Absent perfusion pattern is present when no focal uptake of the tracer is noted in the involved region. Acutely normal and high perfusion
patterns predict minor stroke (CNS scores 11.5 to 9.1), mixed and low patterns predict moderate stroke (CNS scores 9.0 to 5.1), and
absent perfusion pattern is a predictor of severe stroke and death (CNS scores 5.0 to 0).
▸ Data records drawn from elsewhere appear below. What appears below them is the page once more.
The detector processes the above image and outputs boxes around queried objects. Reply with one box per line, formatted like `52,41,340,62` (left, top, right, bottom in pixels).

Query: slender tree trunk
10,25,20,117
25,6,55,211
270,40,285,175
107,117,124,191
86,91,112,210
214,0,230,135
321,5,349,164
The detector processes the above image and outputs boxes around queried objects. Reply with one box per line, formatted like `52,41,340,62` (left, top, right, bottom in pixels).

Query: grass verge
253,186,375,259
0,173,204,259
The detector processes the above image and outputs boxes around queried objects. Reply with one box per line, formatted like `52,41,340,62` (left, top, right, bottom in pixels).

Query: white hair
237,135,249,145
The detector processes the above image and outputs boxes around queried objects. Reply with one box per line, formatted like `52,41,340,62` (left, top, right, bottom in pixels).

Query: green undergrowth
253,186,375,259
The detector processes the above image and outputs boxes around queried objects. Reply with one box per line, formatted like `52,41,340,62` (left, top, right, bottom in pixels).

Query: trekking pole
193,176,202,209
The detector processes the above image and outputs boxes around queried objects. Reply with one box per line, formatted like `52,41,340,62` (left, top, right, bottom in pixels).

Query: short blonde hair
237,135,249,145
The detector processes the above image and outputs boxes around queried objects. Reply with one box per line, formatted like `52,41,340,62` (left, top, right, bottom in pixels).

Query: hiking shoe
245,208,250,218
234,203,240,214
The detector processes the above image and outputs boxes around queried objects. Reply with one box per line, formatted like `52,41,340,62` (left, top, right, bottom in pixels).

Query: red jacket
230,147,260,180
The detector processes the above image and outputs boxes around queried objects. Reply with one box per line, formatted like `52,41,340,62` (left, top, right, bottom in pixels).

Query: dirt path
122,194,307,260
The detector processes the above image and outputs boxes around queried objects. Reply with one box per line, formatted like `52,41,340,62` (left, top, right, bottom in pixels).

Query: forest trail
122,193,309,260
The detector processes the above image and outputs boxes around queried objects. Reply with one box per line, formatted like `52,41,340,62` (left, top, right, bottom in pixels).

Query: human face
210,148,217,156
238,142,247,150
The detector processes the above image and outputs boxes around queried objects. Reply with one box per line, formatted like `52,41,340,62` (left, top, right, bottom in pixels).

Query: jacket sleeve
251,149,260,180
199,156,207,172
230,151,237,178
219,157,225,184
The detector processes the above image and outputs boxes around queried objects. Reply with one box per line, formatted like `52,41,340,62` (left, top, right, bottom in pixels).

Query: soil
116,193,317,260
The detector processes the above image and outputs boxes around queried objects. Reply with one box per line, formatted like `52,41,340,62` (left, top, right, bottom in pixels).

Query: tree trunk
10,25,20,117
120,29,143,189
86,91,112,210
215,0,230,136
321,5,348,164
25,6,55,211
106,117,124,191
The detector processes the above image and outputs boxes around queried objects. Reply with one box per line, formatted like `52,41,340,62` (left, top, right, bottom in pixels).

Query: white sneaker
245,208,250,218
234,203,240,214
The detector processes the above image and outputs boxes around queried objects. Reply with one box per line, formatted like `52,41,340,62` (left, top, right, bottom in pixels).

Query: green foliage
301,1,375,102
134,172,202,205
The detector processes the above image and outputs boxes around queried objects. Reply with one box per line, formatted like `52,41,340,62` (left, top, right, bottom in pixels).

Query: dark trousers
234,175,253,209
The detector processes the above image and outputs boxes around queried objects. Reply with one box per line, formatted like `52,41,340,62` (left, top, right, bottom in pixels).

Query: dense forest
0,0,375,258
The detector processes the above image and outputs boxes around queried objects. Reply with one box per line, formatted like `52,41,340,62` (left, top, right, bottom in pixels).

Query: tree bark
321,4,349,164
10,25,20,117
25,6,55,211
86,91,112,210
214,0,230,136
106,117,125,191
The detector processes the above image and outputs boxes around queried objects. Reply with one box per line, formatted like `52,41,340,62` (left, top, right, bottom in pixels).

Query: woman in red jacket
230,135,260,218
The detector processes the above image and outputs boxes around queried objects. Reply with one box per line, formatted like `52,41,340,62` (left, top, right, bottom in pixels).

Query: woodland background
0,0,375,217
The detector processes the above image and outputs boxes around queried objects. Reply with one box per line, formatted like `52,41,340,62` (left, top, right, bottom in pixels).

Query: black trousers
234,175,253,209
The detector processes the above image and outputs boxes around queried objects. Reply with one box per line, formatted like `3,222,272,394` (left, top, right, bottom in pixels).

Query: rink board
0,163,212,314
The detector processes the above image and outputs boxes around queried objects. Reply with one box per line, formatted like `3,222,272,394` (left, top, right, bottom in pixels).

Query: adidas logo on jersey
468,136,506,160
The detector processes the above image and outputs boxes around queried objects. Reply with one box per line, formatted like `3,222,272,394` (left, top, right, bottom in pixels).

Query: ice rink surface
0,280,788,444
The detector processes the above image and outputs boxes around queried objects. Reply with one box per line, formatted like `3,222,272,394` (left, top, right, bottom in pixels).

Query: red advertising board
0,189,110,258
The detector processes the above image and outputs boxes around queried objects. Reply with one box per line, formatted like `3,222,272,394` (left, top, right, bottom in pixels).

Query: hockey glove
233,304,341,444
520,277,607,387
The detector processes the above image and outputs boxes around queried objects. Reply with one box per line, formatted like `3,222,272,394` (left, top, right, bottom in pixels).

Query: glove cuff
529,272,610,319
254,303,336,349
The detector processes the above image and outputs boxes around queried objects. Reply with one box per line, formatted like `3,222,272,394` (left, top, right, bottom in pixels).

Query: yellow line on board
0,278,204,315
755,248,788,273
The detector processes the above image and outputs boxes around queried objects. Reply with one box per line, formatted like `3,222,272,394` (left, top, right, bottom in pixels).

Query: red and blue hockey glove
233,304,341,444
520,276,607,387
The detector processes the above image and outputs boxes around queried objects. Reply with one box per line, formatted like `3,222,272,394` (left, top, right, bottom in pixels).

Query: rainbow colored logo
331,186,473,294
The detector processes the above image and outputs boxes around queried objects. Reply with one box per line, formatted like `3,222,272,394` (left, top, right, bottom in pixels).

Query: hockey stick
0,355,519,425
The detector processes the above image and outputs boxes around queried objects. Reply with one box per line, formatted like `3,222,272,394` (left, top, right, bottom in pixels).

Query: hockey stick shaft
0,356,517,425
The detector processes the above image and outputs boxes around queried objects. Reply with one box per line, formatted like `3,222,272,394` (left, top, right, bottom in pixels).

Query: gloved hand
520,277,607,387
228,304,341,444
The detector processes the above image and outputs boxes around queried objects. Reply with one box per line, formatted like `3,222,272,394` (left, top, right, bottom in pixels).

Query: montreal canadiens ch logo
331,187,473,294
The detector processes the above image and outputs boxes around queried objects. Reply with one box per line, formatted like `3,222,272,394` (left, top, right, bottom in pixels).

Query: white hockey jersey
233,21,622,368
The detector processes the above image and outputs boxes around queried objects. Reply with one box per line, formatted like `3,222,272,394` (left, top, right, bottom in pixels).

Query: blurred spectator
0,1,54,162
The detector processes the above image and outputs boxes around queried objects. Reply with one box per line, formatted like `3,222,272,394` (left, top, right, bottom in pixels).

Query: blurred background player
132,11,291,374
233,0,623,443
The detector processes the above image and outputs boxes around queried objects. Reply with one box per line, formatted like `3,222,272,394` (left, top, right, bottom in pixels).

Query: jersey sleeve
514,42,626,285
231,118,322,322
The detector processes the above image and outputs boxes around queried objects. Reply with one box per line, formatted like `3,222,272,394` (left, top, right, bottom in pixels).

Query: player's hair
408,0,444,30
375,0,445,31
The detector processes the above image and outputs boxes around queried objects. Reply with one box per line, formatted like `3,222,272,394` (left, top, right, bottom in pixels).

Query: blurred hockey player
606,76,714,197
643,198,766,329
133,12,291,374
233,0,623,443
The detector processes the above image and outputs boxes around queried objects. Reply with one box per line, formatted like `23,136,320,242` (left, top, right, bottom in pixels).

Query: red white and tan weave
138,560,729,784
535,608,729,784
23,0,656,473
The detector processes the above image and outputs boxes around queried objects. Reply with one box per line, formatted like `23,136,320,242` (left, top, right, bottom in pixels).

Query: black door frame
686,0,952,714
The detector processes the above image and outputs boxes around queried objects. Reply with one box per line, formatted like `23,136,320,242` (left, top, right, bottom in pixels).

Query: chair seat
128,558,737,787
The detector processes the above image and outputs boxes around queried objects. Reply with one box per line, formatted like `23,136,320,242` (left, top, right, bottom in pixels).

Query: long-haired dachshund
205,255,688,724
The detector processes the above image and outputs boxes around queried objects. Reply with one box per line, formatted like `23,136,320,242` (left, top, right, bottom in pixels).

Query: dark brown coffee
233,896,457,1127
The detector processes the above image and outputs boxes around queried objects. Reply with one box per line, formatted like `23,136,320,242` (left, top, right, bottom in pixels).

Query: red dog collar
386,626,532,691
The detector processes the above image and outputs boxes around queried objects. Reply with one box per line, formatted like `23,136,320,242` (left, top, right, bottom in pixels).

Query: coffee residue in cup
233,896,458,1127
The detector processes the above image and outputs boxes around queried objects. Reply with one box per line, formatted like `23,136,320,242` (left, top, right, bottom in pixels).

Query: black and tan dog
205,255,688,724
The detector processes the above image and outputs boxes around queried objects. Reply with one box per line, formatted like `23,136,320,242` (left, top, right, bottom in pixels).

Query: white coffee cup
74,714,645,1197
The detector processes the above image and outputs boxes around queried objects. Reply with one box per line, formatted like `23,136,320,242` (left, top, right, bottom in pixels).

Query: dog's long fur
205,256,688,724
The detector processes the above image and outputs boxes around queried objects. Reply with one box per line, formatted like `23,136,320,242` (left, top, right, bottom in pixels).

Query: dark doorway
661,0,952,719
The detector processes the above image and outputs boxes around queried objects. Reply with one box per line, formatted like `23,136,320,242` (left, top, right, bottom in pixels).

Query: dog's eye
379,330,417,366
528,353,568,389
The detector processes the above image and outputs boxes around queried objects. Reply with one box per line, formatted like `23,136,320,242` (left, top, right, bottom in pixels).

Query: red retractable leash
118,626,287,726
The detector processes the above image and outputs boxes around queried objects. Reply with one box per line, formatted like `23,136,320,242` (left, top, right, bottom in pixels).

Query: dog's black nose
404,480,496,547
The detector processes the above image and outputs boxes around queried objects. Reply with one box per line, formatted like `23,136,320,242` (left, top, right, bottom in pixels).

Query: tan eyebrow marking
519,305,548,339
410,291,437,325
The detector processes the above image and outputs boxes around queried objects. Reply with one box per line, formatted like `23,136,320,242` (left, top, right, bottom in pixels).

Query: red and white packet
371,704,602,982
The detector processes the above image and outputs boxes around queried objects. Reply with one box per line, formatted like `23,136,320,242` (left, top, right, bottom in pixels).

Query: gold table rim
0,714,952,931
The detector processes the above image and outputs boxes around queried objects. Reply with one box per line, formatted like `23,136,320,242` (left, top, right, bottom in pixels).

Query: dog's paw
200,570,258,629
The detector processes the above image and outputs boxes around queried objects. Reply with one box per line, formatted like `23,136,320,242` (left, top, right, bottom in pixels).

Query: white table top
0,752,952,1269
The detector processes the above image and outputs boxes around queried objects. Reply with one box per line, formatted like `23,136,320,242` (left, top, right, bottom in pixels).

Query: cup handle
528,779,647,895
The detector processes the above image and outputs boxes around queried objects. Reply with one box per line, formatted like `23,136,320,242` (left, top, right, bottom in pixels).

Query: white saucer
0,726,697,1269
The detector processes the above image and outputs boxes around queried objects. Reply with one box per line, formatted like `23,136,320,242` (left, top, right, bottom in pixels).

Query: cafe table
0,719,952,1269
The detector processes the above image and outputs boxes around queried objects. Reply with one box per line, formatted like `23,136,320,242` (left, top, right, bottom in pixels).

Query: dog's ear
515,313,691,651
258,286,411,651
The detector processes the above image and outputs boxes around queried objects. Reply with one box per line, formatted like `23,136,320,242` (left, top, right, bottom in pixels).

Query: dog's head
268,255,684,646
32. Brain SPECT Images of Healthy, PTSD, TBI and PTSD Co-morbid with TBI
Perfusion Patterns. Top row, underneath surface scans, threshold set at 55%,
looking at top 45% of brain perfusion. Bottom row, underneath active scans where
blue = 55%, looking at top 45% of brain perfusion, red = 85% and white 93%.
Healthy shows full even, symmetrical perfusion with most active area in cerebellum.
Classic PTSD shows increased anterior cingulate, basal ganglia and thalamus
perfusion. Classic TBI shows multiple areas of low perfusion seen on surface scans
(top row). TBI and PTSD show both.

33. CT (top) and 99mTc-HMPAO SPECT (bottom)
images from 16-y-old patient with traumatic
brain injury after traffic accident. (A) CT at time
of admission shows subarachnoid hemorrhage
with small contusional hemorrhagic foci in both
frontal lobes (orange arrowheads). Glasgow
score was 12. During hospitalization, patient’s
clinical status worsened, and Glasgow score
decreased to 6. No changes were seen on CT
scan. SPECT was subsequently performed and
shows absence of tracer uptake (cold areas) in
anteromedial aspect of both frontal lobes
corresponding to hemorrhagic lesions, in
addition to global hypoperfusion, more marked
in both frontal cortices (white arrows). (B) CT
and SPECT images obtained 1 mo later at time
of discharge after clinical recovery. Hypodense
images in both frontal lobes can be seen on CT
as consequence of hematoma’s resolution.
Corresponding cold areas persist on SPECT
image (orange arrowheads) but show
improvement in global cerebral perfusion,
particularly in both frontal lobes (white arrows).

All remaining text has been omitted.